Nour’s Ten Snapshot Memories (in no particular order)
- I got married (twice!) and had 10 children. Well, okay, no not quite. It’s a playful camp joke for when you get assigned a co-counselor and campers. I was lucky to have two amazing co-counselors (two wifey’s!) and 10 wonderful campers. Incredibly grateful and blessed to have known those kiddos. We were the awesome Cabin 8. “Cabin 8, we are great!” was our chant.
- My first experience being at a camp AND sleeping on a bunkbed.
- Singing (and learning) camp songs and being around a campfire. The campers were adamant about teaching me “The Floss” (still learning) and “The Whoa” (I’m, uh, not very good). Hopefully, I will be an expert by next year!
- Making a delicious dessert around a campfire. First time making a banana boat! A great combination of healthy and ummm sugary goodness. It balances out right?! Watching the kids laughing, teasing, and reminiscing…what a pure scene. Even if it was for a moment, a moment where they forget about their disease, it will be a moment they will pull in hard times.
- Every night as the campers went to sleep, and I completed my nightly 11:30PM shower (quiet, peaceful showers I should emphasize), I would step outside for a quick minute and just take it all in. I look at the night sky filled with sparkling gems. You could never see that many stars in the city. They just overtook the sky and radiated in all directions. It felt like a fairytale.
- I saw my first shooting star. I’m glad one of my co-counselors was with me, otherwise I would have thought I imagined it! I did what anyone would have done when seeing a shooting star – I made a wish upon that star. It sounds silly perhaps. But if this wasn’t the time to embrace childhood, then when do you start? You know what I wished? I wished for everyone’s health and happiness. Everyone deserves that. I hope that is not corny.

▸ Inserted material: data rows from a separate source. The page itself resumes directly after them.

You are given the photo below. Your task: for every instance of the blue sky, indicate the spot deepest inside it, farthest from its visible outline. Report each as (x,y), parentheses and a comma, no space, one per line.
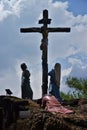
(70,49)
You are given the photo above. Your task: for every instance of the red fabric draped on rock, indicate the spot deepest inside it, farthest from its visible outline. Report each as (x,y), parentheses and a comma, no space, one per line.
(53,106)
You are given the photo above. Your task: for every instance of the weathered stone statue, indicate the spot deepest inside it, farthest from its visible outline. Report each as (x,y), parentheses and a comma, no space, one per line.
(25,83)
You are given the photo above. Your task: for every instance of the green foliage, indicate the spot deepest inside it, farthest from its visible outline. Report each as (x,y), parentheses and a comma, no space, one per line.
(79,85)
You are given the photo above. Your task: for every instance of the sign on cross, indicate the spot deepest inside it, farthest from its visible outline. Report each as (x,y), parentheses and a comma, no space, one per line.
(44,30)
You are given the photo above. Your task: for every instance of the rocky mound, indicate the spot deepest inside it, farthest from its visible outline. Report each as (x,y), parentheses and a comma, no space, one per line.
(18,114)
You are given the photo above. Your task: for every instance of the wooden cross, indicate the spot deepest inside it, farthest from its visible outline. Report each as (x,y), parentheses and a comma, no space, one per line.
(44,30)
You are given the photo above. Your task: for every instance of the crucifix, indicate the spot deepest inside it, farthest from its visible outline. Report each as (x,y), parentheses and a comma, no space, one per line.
(44,30)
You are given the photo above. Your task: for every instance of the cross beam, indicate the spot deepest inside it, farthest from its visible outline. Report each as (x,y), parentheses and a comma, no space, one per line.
(44,30)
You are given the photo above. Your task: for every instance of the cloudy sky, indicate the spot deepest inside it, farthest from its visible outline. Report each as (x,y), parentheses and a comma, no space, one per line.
(70,49)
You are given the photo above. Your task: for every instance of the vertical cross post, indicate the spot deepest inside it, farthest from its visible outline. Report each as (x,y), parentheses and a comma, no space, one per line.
(44,30)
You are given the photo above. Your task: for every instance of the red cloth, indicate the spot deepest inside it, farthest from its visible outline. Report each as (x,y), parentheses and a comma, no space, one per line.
(53,106)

- I learned to share two bathroom and shower stalls with 24 females. There are five females in my household, so I was born to handle this just fine!
- Going to bed at 12am and waking up at 5:30am. Great introduction to Motherhood 101!

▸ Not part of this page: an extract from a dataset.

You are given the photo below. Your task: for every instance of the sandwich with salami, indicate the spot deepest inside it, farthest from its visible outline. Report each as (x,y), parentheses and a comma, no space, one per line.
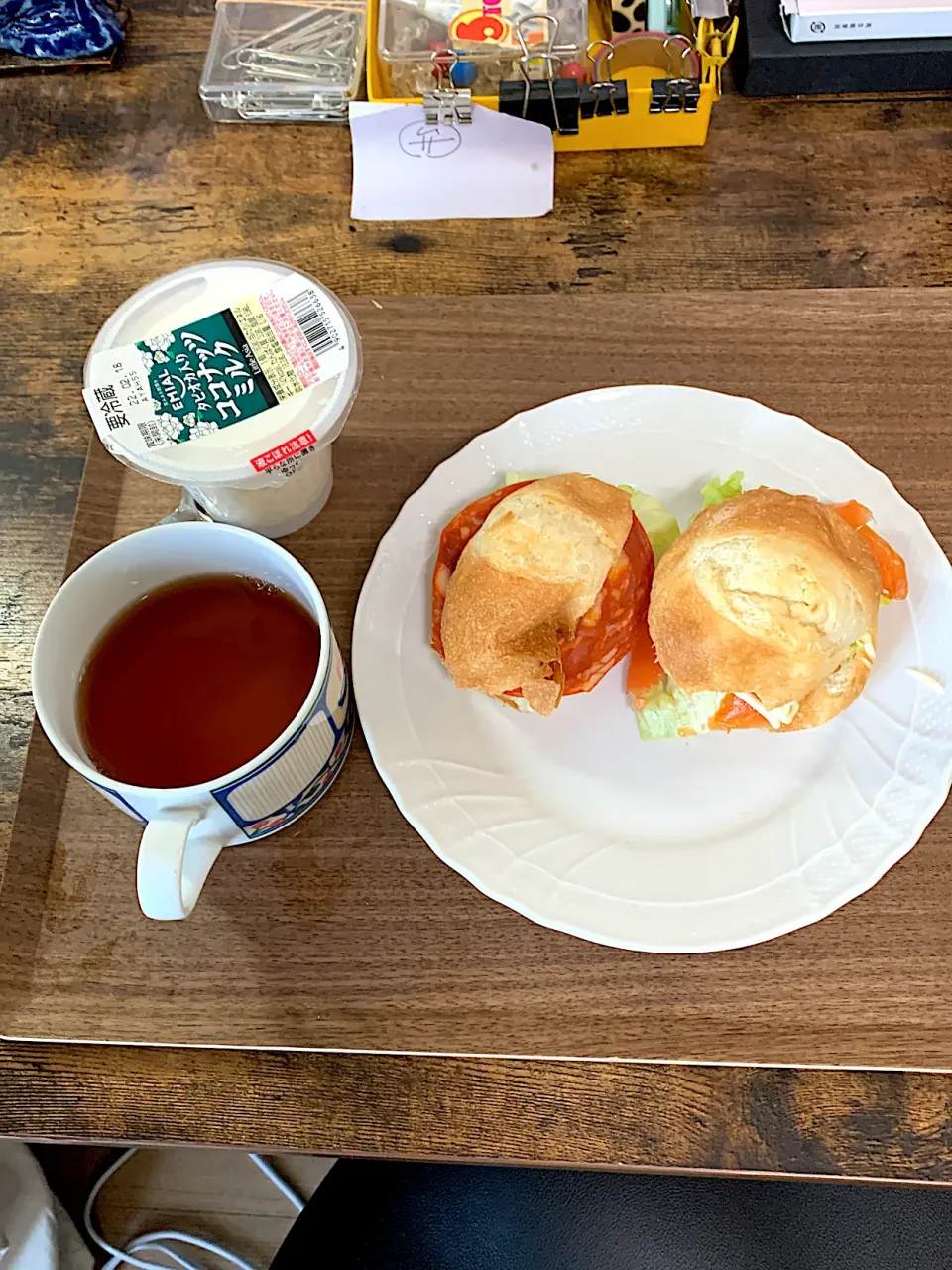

- Most of my fellow co-counselors also had IBD. I spent most of my life hiding that I had IBD and embarrassed to talk about it. It felt comforting and reassuring to have relaxed conversations about poop without any judgment! I had never felt so much at home.
- It was wonderful to be an “unplugged” community. Nine days without using my phone or any other technology. It was hard the first few days not being able to reach for my phone and check my email or missed calls. I even started to feel phantom vibrations. But it was rejuvenating to be disconnected and really being in the present. We are constantly inundated and stimulated by so much technology that we miss out in living in the now. Just being present. Being in the moment and really living it.
I actually had to call my family using a landline phone. When was the last time anyone used a landline?! A great throwback to our pre-advanced technology days.
This was an experience that I am still struggling to put into words. There was so much love, dedication, and pure commitment. I found the helpers. Genuine, selfless helpers. I felt inspired and moved by this overflow of love. Thank you for giving these kids memories they will cherish and help them grow. Thank you for teaching them by example how to be helpers. Mr. Rogers was right. There are helpers everywhere, and even if we don’t know this about ourselves, we too are helpers.
Nour Al-Timimi is a Marvel enthusiast, avid hiker, and work-in-progress baker! In her spare time, Nour enjoys reading, writing about various topics and issues, and conversing about the latest science discoveries. She aspires to visit as many museums, waterfalls, and cafes as possible (in no particular order)! Nour has her M.S. in Global Medicine from USC Keck School of Medicine.